The priest was said to travel up and down the river Eany between the Alt in Ardaghey saying mass in each, on alternate Sundays. The bullaun stones were said to have been used as candle holders. Fr. Dominic Cannon was parish priest of Inver from the 1770″s until his death in 1801.
St Colmcille’s Arch
St Colmcille’s Arch is another part of the pilgrim landscape. The arch is what appears to be the remains of a ‘Megalith’ it consists of two orthostats (upright stones) approximately 1m high with a lintel stone resting on them. Piled on the lintel stone are small stones which form a pyramid.
When you pass through the arch you enter a sub oval enclosure roughly 5m by 6m.
The Turas at Disert was noted for its cures. East of the megalith is a large slab or concave stone. The penitents lay on this flag and pressed their back into the cavity. This was a noted cure for backache. The well water was said to cure toothache. The water in the bullaun stone was said to cure warts. It was also used to cure eye complaints. In those days people came to the Turas at Dysert on June 9th – the Feast of Colmcille – from far and wide. (Meehan 1997)
Modern pilgrimage
According to the notice board at the site in former times people came here on the 9th of June the feast of the saint. In modern times mass is said in the graveyard on the first Sunday of July followed by the traditional climb of the nearby Carnawee Mountain. In the past at the top people meet those from the Glenties side of the mountain for an afternoon & evening of dancing and singing.
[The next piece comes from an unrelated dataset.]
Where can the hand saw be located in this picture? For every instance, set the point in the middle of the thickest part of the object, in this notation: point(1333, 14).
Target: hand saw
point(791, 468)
Fiona Belgane carried out a detailed survey of the site called Disert: St Colmcille’s Well and Megalith, which states
pilgrims traditionally start at the well with prayers as they walk around the stones barefoot whilst praying. They then walk to the altar, over the hill whilst saying the rosary. At the altar they circumnavigate the stones found there before mass is said. 15 decats of the rosary are said whilst walking around the well. ( Unpublished project by Fiona Beglane)
Meehan (1997, 14-15) states
As well as prayers being said at the well the Rosary was recited and Paters and Aves were said as the pilgrim made his or her way round the heaps or cairns walking on the right hand or deiseal and placing a pebble on top of the cairn as the prayers were said.
Disert is renowned for cures, and I have already mentioned the healing stone east of the megalith where penitents lay on the flag and pressed their back into the cavity, to cure backache. The stone reminded me of St Kevin’s chair at Hollywood. Penitents would also crawl through the megalith (St Colmcille’s arch) and rub the affected part of the body against the stone. The water of the well was a cure for tooth ache. The water in the bullaun stone was a cure for warts. The quern stone was used to cure eye complaints, the pilgrim would hold the stone up to their eye and look through the hole at its centre.
Local tradition has it that a test of male virility was to carry two stones from the altar in the graveyard to the well and back three times, whilst holding them from the top.
The soil from Disert is reputed to be holy and to have certain powers. Like other Columban sites in Donegal, such as Gartan and Tory, the clay at Disert is said to banish rats. The clay must be lifted from the right hand side of the altar and in former times great stress was laid on it being asked for and received with great reverence. Newspaper reports have suggested that uranium in the clay caused it to banish rats but these reports haven”t lessened the belief in its power. Until recently Disert clay was often put in the foundation when houses were being built (Meehan 1997, 17)
References
Anon. Information Board at the Site.
Beglan, F.(unknown) Disert: St Colmcille’s Well and Megalith.unpublished.
Meehan, H. 1997. ‘Disert in the Blue Stacks.’ Donegal Annual, Vol. 49, 12-23.
O’Donovan, J. 1835. Ordnance Survey Letters Donegal.